Pungusaha kembang api ini mengungkapkan jika dirinya memang merasa kurang menguasai teknis jika dibandingkan dengan para penangkar. “Tetapi jika bicara secara global artinya tentang semua satwa (apapun jenisnya) saya sangat paham, makanya selama ini saya dikenal sebagai pemerhati,” ungkapnya.
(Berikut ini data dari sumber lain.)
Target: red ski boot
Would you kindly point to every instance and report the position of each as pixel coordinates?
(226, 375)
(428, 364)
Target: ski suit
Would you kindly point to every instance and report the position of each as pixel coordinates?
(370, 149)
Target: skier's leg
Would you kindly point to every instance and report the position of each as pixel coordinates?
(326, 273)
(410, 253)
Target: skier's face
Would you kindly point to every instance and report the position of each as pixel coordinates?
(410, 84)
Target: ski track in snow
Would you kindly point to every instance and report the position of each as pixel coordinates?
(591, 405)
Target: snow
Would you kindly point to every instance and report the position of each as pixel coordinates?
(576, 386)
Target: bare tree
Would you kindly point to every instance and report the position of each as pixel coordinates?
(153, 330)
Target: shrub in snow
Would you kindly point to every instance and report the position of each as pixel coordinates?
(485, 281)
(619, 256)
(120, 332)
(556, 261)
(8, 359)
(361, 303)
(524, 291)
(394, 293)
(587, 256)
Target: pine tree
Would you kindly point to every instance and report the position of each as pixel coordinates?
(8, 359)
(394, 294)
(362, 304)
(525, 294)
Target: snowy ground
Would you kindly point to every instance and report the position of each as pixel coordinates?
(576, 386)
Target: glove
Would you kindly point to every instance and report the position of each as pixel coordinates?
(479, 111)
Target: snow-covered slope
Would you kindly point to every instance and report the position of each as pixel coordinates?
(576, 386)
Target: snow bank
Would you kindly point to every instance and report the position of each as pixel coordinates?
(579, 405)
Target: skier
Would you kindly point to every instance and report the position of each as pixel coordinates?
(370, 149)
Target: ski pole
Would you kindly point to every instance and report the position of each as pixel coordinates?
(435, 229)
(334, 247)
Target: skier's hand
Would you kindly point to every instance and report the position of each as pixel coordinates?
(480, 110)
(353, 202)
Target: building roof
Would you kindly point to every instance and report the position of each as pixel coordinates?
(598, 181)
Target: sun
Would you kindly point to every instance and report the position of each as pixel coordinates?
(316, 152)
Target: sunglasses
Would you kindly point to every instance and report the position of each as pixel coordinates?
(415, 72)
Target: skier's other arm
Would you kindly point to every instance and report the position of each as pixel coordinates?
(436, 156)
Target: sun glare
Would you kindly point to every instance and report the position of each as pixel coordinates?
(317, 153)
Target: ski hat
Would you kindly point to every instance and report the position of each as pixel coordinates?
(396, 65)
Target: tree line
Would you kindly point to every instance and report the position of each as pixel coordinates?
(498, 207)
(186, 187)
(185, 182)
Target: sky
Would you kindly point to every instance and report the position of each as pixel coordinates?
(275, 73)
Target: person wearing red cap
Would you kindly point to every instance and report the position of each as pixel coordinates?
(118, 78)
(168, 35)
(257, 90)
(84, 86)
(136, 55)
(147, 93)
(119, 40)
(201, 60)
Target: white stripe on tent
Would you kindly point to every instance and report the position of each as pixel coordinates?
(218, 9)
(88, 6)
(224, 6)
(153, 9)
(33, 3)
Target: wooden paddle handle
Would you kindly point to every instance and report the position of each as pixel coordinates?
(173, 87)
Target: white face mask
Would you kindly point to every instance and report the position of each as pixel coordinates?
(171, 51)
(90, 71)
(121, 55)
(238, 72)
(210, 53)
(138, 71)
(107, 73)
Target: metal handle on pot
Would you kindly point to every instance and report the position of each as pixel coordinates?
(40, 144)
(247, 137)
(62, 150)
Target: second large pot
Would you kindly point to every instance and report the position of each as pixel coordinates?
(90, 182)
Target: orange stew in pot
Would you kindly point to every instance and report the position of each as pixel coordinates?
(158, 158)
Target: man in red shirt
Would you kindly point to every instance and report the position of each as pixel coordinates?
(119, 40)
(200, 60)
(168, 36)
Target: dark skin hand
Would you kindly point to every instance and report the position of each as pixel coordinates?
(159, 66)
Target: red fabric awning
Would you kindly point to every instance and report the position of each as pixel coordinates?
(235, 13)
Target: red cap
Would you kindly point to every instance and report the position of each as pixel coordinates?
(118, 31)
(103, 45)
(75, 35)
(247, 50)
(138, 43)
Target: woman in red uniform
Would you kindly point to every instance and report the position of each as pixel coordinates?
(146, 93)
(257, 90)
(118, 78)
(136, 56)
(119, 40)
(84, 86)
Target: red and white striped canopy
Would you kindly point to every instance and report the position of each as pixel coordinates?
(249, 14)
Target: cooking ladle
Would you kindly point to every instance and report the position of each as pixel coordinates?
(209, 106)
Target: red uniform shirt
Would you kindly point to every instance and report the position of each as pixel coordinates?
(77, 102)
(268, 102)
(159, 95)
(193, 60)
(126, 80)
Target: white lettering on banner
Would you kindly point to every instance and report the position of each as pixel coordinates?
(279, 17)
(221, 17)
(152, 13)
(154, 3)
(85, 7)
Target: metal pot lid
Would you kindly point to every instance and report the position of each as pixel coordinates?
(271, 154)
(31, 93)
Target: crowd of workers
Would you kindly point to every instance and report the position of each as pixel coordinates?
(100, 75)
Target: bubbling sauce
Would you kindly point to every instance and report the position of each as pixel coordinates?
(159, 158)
Ditanya soal kasus yang menjerat Lau Djin Ai alias Kristin oleh media ini, Singky menjawab singkat yakni “salah prosedur”. Alasannya, soal ijin penangkaran yang mati itu menjadi ranah BKSDA, bukan ranah Polisi, kecuali ada unsur pidananya. Tetapi faktanya dikasus Ibu Kristin belum terbukti ada unsur pidananya.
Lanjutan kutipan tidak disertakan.